Roasted chicken takes on a whole new life when baked in a zesty escabeche. It’s an entirely new spin on the traditional roasting I’m familiar with. The Mexican escabeche is made of jalapenos that have been pickled with carrots and onions, a recent discovery and one that I love.
Boneless chicken breasts, new potatoes, carrots, onions and pickled jalapenos are baked together in chicken broth seasoned with the spicy pickling juice from the jalapenos, fresh cilantro, black pepper, oregano and allspice. The pickling juice and jalapenos permeate the entire dish and add a kick of heat that is obvious in every bite.
The chicken turns out remarkably juicy, flavorful and fork-tender. With a dollop of sour cream over the baby potatoes this makes a fine comfort meal. If you love roasted chicken and spicy food then this is a must-try.
Pickled jalapenos can be found in the Mexican and Spanish aisles of your market, both jarred and canned; chose jarred over canned when given a choice. I don’t see why any cut of chicken can’t be substituted, even a whole bird if desired.
Roasted chicken takes on a whole new life when baked in a zesty escabeche!

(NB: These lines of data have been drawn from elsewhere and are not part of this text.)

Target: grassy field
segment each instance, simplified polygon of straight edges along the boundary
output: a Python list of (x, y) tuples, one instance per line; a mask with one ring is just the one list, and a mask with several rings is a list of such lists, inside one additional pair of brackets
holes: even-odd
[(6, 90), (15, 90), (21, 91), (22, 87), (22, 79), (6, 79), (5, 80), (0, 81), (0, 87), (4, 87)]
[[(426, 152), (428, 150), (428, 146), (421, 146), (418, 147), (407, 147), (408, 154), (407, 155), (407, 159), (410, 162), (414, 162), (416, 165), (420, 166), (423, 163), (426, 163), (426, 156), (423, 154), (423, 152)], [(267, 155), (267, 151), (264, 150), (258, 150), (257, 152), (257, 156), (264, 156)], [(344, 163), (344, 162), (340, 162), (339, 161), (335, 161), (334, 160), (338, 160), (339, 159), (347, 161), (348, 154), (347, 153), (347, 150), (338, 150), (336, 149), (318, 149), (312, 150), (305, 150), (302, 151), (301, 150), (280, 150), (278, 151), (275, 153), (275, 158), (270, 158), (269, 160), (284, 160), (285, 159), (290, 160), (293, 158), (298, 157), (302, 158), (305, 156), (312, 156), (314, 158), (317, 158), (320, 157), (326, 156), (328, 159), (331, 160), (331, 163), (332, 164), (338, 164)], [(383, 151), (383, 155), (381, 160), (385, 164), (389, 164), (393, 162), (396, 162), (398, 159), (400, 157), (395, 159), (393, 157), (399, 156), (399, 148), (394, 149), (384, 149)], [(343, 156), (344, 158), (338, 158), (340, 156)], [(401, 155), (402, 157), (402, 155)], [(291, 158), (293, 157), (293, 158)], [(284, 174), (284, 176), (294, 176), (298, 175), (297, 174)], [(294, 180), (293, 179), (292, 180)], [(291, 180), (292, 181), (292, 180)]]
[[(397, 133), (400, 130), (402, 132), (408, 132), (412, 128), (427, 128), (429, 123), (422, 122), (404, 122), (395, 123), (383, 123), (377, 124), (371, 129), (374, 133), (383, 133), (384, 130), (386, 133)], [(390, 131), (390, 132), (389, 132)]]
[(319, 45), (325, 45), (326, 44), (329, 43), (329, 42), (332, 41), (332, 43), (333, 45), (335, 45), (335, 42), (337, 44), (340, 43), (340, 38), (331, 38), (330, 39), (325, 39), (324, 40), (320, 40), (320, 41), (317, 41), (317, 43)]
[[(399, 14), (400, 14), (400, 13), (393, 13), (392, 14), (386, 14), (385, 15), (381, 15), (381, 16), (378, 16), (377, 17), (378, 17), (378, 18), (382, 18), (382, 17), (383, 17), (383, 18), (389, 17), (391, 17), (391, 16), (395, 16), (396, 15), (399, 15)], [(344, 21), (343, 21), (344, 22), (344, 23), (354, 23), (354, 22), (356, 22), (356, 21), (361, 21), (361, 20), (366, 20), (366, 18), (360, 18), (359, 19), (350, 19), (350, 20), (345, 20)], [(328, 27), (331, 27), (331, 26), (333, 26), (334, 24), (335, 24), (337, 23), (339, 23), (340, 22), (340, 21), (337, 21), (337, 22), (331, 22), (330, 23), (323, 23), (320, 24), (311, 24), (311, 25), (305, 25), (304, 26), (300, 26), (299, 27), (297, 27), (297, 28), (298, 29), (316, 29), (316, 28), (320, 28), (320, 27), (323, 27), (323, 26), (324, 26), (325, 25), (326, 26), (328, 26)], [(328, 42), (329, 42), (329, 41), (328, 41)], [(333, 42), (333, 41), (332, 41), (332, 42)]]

- Combine the salt, pepper, allspice and oregano together in a small bowl.Preheat oven to 400 degrees F. Add the chicken breasts to a large roasting pan with enough room for vegetables, or use two smaller roasting pans.Sprinkle half of the spice mixture over top of them.
- In a large bowl toss the potatoes, carrots, onion, garlic and jalapenos together, seasoning with salt and pepper. Place the vegetables in the pan around the chicken. In a medium mixing bowl whisk together the jalapeno juice, chicken broth, the remaining half of the spices and the cilantro. Carefully pour into pan avoiding the tops of the chicken breasts.
- Roast for about 35 minutes or until chicken is cooked through, juices run clear and internal temperature reaches 164-175 degrees F. Garnish with fresh cilantro and serve with sour cream over the potatoes.